As part of her research, Sabina and a student assistant visited the Francon quarry located in Montreal on July 19, 1966 in order to study and contribute information for the Ontario to Lac St. Jean Quebec guidebook (GSC Paper 67-51). Women were not allowed to use the quarry due to security and insurance reasons, so Sabina took liberty and paid a young man working in the quarry 5 dollars and asked that he bring her samples. In her research, she noticed some small, yellow crystals in the retrieved samples and upon further testing she discovered that the mineral was not contained within her X-ray powder diffraction database; thus she had discovered an entirely new mineral.
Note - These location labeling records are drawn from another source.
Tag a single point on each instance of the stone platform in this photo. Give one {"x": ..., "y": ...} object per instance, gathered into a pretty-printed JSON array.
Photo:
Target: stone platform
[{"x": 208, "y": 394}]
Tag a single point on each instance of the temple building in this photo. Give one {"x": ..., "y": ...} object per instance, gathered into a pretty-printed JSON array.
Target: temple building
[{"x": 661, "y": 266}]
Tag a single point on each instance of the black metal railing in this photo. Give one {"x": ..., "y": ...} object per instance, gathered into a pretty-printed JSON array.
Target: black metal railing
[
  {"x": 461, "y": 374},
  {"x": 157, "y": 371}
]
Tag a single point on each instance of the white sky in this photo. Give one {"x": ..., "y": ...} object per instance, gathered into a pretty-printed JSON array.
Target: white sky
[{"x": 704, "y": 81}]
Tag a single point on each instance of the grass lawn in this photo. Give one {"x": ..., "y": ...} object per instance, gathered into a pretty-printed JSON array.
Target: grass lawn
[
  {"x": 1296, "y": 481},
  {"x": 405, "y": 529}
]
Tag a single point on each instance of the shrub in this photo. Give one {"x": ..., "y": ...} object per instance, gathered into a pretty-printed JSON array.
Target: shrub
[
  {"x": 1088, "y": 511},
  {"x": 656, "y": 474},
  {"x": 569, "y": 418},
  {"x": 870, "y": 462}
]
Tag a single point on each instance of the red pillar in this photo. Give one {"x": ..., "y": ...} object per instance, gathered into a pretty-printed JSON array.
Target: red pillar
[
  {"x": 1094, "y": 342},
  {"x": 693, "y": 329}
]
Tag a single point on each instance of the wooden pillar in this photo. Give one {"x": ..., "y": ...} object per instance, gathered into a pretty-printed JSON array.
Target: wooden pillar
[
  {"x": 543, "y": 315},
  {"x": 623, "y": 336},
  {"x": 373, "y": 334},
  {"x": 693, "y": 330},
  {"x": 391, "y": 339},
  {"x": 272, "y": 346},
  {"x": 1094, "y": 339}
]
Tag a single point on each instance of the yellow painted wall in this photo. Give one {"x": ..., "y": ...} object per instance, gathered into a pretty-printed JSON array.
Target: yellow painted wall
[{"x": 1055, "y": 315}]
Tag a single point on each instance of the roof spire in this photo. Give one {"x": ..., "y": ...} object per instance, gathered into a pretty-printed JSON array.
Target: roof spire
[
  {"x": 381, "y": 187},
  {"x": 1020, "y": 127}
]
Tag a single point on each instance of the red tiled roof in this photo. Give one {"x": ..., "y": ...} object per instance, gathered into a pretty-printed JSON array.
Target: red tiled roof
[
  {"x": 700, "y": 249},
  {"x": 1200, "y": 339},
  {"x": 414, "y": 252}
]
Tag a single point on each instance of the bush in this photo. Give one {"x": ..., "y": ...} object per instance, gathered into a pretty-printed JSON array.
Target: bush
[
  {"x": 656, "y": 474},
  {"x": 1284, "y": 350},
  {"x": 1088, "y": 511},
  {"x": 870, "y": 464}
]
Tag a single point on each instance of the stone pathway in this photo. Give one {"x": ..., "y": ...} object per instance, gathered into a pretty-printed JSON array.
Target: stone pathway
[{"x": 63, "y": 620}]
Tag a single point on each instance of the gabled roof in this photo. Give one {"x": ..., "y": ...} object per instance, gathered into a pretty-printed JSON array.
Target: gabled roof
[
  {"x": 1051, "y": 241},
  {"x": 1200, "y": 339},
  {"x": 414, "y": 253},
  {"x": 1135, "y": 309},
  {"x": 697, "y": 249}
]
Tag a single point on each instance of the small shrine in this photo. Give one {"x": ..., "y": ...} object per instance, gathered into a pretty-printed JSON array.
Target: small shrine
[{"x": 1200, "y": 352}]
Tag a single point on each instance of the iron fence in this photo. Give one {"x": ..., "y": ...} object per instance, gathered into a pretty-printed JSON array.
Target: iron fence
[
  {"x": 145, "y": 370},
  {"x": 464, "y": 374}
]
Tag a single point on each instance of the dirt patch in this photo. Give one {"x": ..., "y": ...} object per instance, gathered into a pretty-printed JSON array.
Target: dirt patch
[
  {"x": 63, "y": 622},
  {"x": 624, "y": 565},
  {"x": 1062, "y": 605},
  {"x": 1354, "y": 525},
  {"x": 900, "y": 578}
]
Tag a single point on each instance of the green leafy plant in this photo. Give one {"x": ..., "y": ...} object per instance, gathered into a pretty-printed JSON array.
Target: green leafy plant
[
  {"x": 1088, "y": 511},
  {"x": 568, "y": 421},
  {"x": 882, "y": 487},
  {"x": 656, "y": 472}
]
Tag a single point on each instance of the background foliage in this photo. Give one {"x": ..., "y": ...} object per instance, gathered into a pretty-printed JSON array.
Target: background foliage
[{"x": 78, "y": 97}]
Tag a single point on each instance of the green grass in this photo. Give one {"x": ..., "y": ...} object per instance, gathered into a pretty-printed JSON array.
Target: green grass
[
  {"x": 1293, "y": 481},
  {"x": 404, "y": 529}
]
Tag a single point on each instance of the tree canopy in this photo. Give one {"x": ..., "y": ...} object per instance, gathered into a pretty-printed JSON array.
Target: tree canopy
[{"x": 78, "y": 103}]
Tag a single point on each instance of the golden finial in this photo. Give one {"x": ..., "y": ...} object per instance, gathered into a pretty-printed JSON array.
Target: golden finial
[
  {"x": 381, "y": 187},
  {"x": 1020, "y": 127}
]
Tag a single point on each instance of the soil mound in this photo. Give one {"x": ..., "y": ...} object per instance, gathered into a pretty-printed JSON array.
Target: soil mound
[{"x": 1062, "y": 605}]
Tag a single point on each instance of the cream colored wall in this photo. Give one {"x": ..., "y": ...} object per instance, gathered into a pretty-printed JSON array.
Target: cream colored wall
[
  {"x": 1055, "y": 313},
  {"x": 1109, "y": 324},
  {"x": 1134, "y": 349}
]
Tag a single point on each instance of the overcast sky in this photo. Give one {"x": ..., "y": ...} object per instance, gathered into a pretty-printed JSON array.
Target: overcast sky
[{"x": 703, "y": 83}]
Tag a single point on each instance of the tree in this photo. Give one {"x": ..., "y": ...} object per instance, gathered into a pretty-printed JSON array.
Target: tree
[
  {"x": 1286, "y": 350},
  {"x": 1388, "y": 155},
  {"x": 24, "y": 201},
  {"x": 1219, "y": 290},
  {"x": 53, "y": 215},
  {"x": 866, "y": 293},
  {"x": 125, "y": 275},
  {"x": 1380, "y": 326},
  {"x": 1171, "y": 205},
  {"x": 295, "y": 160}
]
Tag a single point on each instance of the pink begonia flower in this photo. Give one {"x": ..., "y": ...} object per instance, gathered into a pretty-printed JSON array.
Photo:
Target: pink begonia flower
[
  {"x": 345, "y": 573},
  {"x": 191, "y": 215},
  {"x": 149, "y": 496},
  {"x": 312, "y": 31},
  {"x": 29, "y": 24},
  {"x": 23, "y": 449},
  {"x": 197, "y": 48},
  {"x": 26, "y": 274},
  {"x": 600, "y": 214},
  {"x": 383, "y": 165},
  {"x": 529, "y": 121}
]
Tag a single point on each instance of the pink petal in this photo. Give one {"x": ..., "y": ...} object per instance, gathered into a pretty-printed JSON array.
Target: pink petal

Sabina named this new mineral Weloganite, named after the founder of the GSC, Sir William Logan. The local news later reported the discovery but Sabina was not initially appropriately credited with the discovery. Ann continued to frequent the quarry for research and quickly discovered four more previously unknown minerals. By the end of her examination of the Fracon quarry, Ann Sabina was recognized for collecting 9 of 10 new mineral specimens by 1990: Weloganite, Dresserite, Hydrodresserite, Strontiodresserite, Sabinaite, Franconite, Doyleite, Hochelagaite, Montroyalite and Voggite. In 1980, the mineral Sabinaite, was named in her honor.

== Awards ==
Sabina was the recipient of The International Centre for Diffraction Data (ICDD) award in 2016 and was nominated for the same award in 2002. In 1977, Sabina received the Queen's Silver Jubilee Medal, recognizing her actions in the scientific community. In 1994, she received the Berry Medal from the Mineralogical Association of Canada. The medal is awarded every year to a successful service to the Mineralogical Association of Canada in a selected role. Sabina was a treasurer at this society for more than 25 years. The Mineralogical Association of Canada also established the "Ann Sabina Award" in her honor. The Mineralogical Association of Canada decides on the greatest collection that is self-collected and displayed at the annual show competition, who receives this award. In 2009, Sabina was acknowledged for her excellent mineralogy contributions in Canada and received the “Elsa and László Horváth Prize” award from the Club de minéralogie de Montréal.